Pada akhirnya, bagi hasil 60:40 adalah pelajaran tentang keseimbangan: keuntungan selalu beriringan dengan risiko, dan kemitraan hanya bisa sehat jika dibangun di atas kejujuran. Bukan angka yang membuatmu sukses, melainkan cara kamu memahami, mengelola, dan menjaga komitmen dalam setiap akad.
Itulah informasi menarik tentang sistem bagi hasil 60 40 yang bisa kamu eksplorasi lebih dalam di artikel Akademi crypto di INDODAX. Selain memperluas wawasan investasi, kamu juga bisa terus update dengan berita crypto terkini dan pantau langsung pergerakan harga aset digital di INDODAX Market.
Untuk pengalaman trading yang lebih personal, jelajahi juga layanan OTC trading kami di INDODAX. Jangan lupa aktifkan notifikasi agar kamu selalu mendapatkan informasi terkini seputar aset digital, teknologi blockchain, dan berbagai peluang trading lainnya hanya di INDODAX Academy.
Kamu juga dapat mengikuti berita terbaru kami melalui Google News untuk akses informasi yang lebih cepat dan terpercaya. Untuk pengalaman trading yang mudah dan aman, download aplikasi crypto terbaik dari INDODAX di App Store atau Google Play Store.
Maksimalkan juga aset kripto kamu dengan fitur INDODAX Earn, cara praktis untuk mendapatkan penghasilan pasif dari aset yang kamu simpan. Segera register di INDODAX dan lakukan KYC dengan mudah untuk mulai trading crypto lebih aman, nyaman, dan terpercaya!
Ikuti juga sosial media kami di sini: Instagram, X, Youtube & Telegram
FAQ
1. Apa itu sistem bagi hasil 60:40?
Sebuah mekanisme pembagian keuntungan antara pemilik modal dan pengelola usaha dengan porsi 60% dan 40% sesuai akad.
2. Kenapa disebut adil dalam syariah?
Karena keuntungan dibagi sesuai kesepakatan, sementara kerugian juga ditanggung bersama sesuai kontribusi.

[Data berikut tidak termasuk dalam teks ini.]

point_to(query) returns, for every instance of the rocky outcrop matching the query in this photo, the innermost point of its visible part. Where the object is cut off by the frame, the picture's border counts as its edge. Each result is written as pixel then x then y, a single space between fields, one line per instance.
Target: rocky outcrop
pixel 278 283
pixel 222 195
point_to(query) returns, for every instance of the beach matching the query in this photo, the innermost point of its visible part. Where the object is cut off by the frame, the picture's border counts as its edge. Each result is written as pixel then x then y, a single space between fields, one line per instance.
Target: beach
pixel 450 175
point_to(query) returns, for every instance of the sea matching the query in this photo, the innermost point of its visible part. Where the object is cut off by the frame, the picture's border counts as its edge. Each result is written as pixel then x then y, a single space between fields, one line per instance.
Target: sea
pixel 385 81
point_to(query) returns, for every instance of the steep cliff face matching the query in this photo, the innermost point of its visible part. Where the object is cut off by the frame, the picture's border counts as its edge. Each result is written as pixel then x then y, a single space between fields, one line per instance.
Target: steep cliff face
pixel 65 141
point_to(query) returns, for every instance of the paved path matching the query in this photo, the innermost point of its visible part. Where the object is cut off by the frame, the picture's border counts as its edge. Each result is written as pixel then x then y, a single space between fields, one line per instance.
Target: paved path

3. Apakah 60:40 wajib dipakai di bank syariah?
Tidak. Nisbah bisa berubah mengikuti kondisi pasar dan produk yang ditawarkan bank.
4. Bisakah sistem ini diterapkan di kripto?
Belum ada skema resmi. Saat ini yang ada hanyalah staking atau liquidity pool dengan reward berbasis token, bukan nisbah.
5. Siapa lebih untung dalam skema 60:40?
Pemodal bisa untung besar jika usaha berhasil, tapi pengelola biasanya mendapat porsi lebih karena menanggung risiko operasional.
6. Apa bedanya bagi hasil dengan bunga bank?
Bunga bank bersifat tetap, sementara bagi hasil bergantung pada hasil usaha yang sesungguhnya.